This song is better than Valium!

Weightless is an eight-minute tune specifically designed to lower the listener’s blood pressure and heart rate. Its soothing electronic samples and dreamy rhythms reduce stress and anxiety so effectively you apparently shouldn’t play it while operating heavy equipment or driving.

The British Academy of Sound Therapy is a private organisation that has been conducting research on how to improve health and wellbeing with therapeutic sound and music since 1994.

They partnered in 2011 with Manchester trio Marconi Union to create what experts are considering the most relaxing song ever made.

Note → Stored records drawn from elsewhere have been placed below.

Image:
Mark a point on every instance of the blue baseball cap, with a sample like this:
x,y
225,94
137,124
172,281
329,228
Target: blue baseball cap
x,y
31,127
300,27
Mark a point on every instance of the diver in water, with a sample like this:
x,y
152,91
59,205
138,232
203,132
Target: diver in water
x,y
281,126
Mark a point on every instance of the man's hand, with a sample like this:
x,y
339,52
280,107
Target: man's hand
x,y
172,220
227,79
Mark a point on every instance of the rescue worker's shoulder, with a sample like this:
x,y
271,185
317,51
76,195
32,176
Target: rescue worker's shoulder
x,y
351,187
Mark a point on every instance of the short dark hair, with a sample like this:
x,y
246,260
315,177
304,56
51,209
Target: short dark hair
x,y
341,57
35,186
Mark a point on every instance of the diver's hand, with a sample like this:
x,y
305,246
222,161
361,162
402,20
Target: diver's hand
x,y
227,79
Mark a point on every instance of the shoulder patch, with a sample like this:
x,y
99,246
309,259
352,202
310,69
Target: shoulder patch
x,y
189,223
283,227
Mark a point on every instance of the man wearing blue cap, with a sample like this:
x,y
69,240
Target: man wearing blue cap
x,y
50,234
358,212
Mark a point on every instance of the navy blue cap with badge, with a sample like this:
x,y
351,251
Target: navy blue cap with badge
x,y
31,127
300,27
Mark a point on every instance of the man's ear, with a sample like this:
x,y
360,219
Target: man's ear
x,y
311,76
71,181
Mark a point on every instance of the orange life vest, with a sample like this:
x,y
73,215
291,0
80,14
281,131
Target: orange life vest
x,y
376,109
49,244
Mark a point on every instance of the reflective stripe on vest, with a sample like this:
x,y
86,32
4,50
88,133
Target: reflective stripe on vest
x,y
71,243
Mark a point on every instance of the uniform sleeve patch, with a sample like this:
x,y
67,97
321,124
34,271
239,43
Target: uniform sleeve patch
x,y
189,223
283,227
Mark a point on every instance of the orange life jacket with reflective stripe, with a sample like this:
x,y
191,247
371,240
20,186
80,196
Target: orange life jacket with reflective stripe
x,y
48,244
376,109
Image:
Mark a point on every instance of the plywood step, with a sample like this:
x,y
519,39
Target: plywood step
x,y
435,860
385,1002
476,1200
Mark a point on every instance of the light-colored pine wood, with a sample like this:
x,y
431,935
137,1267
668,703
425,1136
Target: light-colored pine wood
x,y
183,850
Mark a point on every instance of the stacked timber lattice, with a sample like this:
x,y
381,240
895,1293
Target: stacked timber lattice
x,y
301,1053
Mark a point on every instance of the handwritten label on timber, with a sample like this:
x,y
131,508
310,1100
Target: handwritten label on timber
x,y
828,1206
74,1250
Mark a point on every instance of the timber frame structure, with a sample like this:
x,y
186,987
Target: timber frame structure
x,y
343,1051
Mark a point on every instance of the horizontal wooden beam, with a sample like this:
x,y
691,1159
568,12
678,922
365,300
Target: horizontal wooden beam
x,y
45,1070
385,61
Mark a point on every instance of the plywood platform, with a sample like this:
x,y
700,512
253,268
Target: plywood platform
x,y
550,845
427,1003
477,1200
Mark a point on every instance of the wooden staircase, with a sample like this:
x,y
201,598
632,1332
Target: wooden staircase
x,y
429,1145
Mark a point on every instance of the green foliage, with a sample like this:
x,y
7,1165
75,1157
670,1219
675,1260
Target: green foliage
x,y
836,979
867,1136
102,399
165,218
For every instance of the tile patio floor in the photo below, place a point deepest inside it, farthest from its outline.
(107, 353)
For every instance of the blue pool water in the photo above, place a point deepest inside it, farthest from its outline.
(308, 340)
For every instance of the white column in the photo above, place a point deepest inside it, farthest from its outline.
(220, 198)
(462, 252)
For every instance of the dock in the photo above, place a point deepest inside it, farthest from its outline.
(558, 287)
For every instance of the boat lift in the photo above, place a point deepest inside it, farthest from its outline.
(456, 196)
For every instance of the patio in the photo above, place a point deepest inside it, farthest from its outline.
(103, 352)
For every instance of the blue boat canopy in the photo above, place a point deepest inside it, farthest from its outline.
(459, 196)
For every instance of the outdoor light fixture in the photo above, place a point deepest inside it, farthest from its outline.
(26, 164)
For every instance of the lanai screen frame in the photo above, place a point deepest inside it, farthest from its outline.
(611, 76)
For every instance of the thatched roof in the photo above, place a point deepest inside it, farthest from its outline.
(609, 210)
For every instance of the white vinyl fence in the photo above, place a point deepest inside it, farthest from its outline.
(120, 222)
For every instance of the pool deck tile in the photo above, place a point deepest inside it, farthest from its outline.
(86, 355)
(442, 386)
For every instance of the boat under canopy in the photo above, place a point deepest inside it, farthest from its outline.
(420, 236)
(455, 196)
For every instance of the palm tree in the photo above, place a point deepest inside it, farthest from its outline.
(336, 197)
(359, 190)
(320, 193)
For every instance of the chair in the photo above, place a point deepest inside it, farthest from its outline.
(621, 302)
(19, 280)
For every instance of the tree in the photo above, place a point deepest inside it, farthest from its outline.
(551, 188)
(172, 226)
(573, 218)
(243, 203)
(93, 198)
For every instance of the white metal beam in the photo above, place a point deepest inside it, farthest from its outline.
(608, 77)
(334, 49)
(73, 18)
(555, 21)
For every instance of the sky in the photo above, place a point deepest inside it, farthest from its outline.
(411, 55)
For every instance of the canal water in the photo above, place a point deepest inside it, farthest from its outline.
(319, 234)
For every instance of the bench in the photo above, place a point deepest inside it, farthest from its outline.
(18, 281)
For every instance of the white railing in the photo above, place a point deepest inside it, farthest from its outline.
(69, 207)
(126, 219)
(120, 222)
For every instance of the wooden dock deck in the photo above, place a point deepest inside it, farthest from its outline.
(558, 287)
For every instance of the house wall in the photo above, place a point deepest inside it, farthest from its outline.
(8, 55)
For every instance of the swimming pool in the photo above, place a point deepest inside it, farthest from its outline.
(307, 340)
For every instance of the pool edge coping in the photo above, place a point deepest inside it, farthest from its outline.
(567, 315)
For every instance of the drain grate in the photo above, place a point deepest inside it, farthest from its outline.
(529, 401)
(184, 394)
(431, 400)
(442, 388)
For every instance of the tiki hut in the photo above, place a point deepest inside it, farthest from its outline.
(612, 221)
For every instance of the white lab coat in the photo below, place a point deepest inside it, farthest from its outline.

The song even got featured among Time Magazine’s list of best inventions of that year.

In a study commissioned by bubble bath and shower gel firm Radox Spa, researchers from Mindlab International found the song could be more relaxing than a cup of tea or a massage.

A group of 40 women were given puzzles to complete against the clock in order to induce stress and anxiety. Various songs were played while researchers monitored their heart rate, blood pressure, breathing and brain activity.

The study found Marconi Union’s song 11 per cent more relaxing than any other song, going so far as to make many of the women “drowsy” right there in the lab.

“It was fascinating working with a therapist to learn how and why certain sounds affect people’s mood. I always knew the power of music but we have previously written using gut feeling,” said Richard Talbot from Marconi Union.

Lyz Cooper, founder of the British Academy of Sound Therapy unveiled the inner workings of the tune.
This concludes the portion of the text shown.